Introduction To Catalan: A Beginner's Guide
- Mille Larsen •6 mins read
If you imagine a triangle, with Spanish, French, and Italian on the three points, Catalan would be the center of the triangle. That's the description that was given to me by Benny. And from what I've seen, I can't think of a better way of describing it.
I've always thought of Catalan as a dialect of Spanish. In fact, I've often heard those two names together in one phrase: Catalan Spanish. So having never had a reason to go to the region or learn anything about it, I never realized that Catalonia is really an autonomous nation within Spain, and Catalan is her language.
Of course that all changed when, on a whim, I decided last week to book a week in Barcelona for the end of this month. Since that decision, I've learned that Barcelona is the capital of Catalonia, and that both Catalan and Spanish are spoken there as official languages. And I suppose this means it's time for a language profile on Catalan!
The Catalan alphabet consists of 27 letters: all the same 26 letters of the English alphabet, with the addition of ç.
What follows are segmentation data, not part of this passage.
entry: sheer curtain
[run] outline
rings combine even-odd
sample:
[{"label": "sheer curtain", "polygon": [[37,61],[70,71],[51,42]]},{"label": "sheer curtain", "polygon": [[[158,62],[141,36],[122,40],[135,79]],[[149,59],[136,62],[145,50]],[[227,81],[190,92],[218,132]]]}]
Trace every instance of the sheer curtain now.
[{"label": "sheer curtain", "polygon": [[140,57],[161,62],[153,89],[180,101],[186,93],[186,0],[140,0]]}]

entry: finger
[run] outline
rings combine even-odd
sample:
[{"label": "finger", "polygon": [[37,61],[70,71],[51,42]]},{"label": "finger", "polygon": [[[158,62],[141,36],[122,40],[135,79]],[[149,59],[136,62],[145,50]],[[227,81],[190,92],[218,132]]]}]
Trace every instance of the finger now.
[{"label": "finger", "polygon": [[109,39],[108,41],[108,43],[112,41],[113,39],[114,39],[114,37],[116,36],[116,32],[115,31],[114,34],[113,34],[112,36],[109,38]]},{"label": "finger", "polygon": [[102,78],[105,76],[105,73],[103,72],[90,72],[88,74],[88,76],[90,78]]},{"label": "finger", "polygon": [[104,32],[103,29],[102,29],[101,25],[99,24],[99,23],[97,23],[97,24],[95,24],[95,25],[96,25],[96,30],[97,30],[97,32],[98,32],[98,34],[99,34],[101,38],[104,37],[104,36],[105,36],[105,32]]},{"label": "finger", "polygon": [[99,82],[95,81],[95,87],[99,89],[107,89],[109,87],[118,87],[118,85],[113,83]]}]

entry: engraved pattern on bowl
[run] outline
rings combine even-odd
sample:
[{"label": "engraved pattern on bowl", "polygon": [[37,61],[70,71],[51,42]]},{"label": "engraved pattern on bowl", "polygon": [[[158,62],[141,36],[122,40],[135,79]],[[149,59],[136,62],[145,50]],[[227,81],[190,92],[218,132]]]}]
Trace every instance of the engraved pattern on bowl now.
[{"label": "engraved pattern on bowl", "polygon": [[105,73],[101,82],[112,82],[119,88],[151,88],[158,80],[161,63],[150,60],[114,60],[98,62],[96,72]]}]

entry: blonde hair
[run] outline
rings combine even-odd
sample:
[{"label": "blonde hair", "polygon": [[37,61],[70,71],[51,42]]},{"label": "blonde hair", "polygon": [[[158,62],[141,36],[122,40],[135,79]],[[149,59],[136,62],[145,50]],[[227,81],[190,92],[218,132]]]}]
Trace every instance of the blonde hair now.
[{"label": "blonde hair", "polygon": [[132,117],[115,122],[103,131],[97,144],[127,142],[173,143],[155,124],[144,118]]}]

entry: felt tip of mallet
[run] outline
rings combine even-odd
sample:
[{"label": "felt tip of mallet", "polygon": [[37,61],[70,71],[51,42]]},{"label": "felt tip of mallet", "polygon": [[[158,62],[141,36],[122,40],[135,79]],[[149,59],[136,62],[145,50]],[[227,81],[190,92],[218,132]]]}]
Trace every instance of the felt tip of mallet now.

The pronunciations of those letters are all pretty similar to Spanish as spoken in Argentina or Spain, with a bit of an Italian twist thrown in.
B and V are roughly equivalent, both producing a sound that falls roughly half-way between their English counterparts.
C is soft, like an English S when preceding an E or I, but is hard like a K all other times.
Ç is always soft, but usually only seen in places where a regular C would have been hard.
D is like a normal English D, except between vowels, when it sounds more TH, or at the end of a word, when it sounds like a T.
G is like an English G, unless it precedes an E or I, when it sounds more like an English J.
H is silent.
QU makes the hard K sound in places where a C would have turned soft, but at all other times it makes the QU sound like in English.
R is rolled heavily at the beginning of a word or when doubled up, is lightly rolled (flapped) in the middle of a word, and at the end of a word (following a vowel) it is not pronounced at all.
S is a soft S most of the time, but sounds more like an English Z when between vowels.
X is usually pronounced like SH, except in the combination ex- where it is pronounced like GZ, and in other cases where it is pronounced like KS.
That's an interesting bunch of sounds! It's already easy to start to see Catalan as the center of that Spanish-French-Italian pyramid.
Stress works just like in Spanish, falling on the penultimate syllable in words ending in a vowel or a vowel+s, -en, and -in. In all other cases, it falls on the last syllable, unless there is an accent mark, in which case the stress is on the marked syllable.
Typical of any descendant of Vulgar Latin, nouns have two genders: masculine and feminine. There is no declension. Plurals are formed by adding an s to the end.
Nouns are usually preceded by an article, which can be either definite (el/la) or indefinite (un/una), singular or plural (els/les), and must match the gender of the noun it describes. There is also a special article (en/na) only for use with names.
Adjectives also have gender, which must match the noun they describe. Masculine adjectives generally end in a consant, and their feminine counterparts typically just add -a at the end.
Verbs are conjucated across more than a dozen verb tenses which are all very similar to those used in Spanish, French, or Italian, with one peculiar addition: the periphrastic simple preterite, which uses a conjugated auxiliary verb plus the infinitive to form a simple past. It's kind of like Italian's passato prossimo, but even easier because you don't have to learn the participle!
Infinitives end in -ar, -er, and -ir, and occasionally -re. Favored verb endings are:
Instead of a T-V distinction, Catalan uses the address vostè similar to the Spanish Usted.
Just based on my initial research of Catalan, I find it rather interesting. The pronunciation and grammar is similar enough to Spanish to be easy, but has enough of the panache of French and Italian to make it ineresting. And there are a few details that make pronunciation a bit more comfortable to a native English-speaker's tongue. I wouldn't mind taking the time to learn to speak Catalan. I can't imagine that it would be particularly difficult, and I think it would be fun.
For a language with only about 10 million speakers in the world, there are surprisingly many resources online for both learning and using the language — much more, on first look, than Esperanto, in spite of really only being used in the Catalonia region. (No doubt this is due to the fact that Barcelona is an incredibly popular tourism destination, whereas Esperanto-land doesn't even exist!)
Similar to Esperanto, Catalan combines (though perhaps not by design) interesting features of several languages. It would be an excellent gateway to learning French, Spanish, Italian, and/or Portuguese. And more importantly, unlike Esperanto, Catalan has a native land — somewhere in the world where you can go to actually use it... and it doesn't hurt when that place happens to include beautiful Barcelona!